I’m currently reading The Adventures of Tom Sawyer by Mark Twain, and loving it. Also reading Absolute Power by Ian Wishart… not sure what I think of this one yet.

And speaking of books, I paid more fines at the library the other day…my husband jokes that they should roll out a red carpet for me when I come since I probably nearly own the place by now. I should get VIP service he reckons…. So, I so needed this! This is ELF! It’s a personal email reminder service that can track multiple library cards and send you customised emails when your books are nearly due or over due. (I still don’t know why the library can’t do this itself. In my case they only send an email when you already have a lot of fines owing and they’re getting to the point of charging you for the books.) But anyway….I hope it works for me!


8 thoughts on “Booky Stuff

  1. I used to own Morgan’s Run…wasn’t a bad read at all and I can still remember most of the storyline a couple of years later.

    Captain Corelli’s Mandolin…felt the same way but did perserve, one of those books you have to work really hard to get past the writing style. Anyway I think in this case the movie is better, it does have scrummy Nicholas Cage in it after all!

    Here the kids cards dont get fines for overdues (unless they are really bad ) so I’ve found the trick is to self issue using one of the kids cards. Thats naughty eh!

  2. I have saved SO much money since signing up to ELF at my local library but strangely the big nearby city library that I belong to doesn’t have it.
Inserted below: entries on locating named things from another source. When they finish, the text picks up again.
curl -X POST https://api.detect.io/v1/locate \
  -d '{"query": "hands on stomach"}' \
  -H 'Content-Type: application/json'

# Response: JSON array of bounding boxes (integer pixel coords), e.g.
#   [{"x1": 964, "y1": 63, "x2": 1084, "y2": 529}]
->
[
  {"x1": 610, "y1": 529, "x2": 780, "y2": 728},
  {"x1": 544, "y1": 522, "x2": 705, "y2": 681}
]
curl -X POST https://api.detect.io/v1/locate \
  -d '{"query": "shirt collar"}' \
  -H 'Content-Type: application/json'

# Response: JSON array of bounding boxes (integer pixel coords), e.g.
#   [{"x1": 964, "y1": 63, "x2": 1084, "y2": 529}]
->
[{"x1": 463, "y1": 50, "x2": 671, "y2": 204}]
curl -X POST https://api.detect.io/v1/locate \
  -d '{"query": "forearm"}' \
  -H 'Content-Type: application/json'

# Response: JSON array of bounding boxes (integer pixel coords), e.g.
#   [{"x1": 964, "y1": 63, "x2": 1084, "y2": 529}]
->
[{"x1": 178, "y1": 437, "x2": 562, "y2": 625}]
  3. You will learn much more from reading “Tom Sawyer” by Twain, than “Absolute Power’ by Wishart.

    Tom Sawyer is a classic that has thrilled generations. Easy to read. The sequel “Huckleberry Finn” is probably more legendary still.

    Absolute Power is a mischievous and spiteful work, that is very hard to read.

    Twain was an insightful commentator on his life and times. Wishart does not get it (to use the language of McCain / Obama).

    If you are interested in political intrigue in New Zealand, do read “The Hollow Men”. This effort contributed to the downfall of Don Brash of National in a memorable 2-week period last year. A good thing he was not Prime Minister at the time.


  4. Read Twain, not Wishart.

    The former was an insightful commentator, and his work remains as fresh today as ever.

    On the other hand, Wishart churns out stuff that would only vaguely interest you for 10 minutes. His works are not classics, but instant obscelescence.

    The more enduring political piece will the Nicky Hager’s “The Hollow Men”. Read that.

  5. Hey Peter, thanks for stopping by. I agree that Twain is the better writer by far. Don’t think the two should even be mentioned in the same sentence he he …..I just mentioned them together because that’s what I’m currently reading.

    I haven’t read ‘The Hollow Men’ so can’t comment on that, but as for the content of Ian Wishart’s book, doesn’t opinion on it really come down to which side of the fence you are sitting on? I have found it hard to find a really impartial opinion on either of these books.

  6. Some libraries can send e-mail reminders – mine does. :) Probably depends on the software yours uses and how technologically-savvy your system is in general. I’ve noticed that some systems use e-mail/online stuff to an almost silly degree and some are still in the dark ages.

    Glad you enjoyed the Willoughbys – I haven’t read it yet but thought it sounded like a good pick for our kids’ book club. So I’m glad to hear it is! :) I had a feeling it would be Roald Dahl-esque.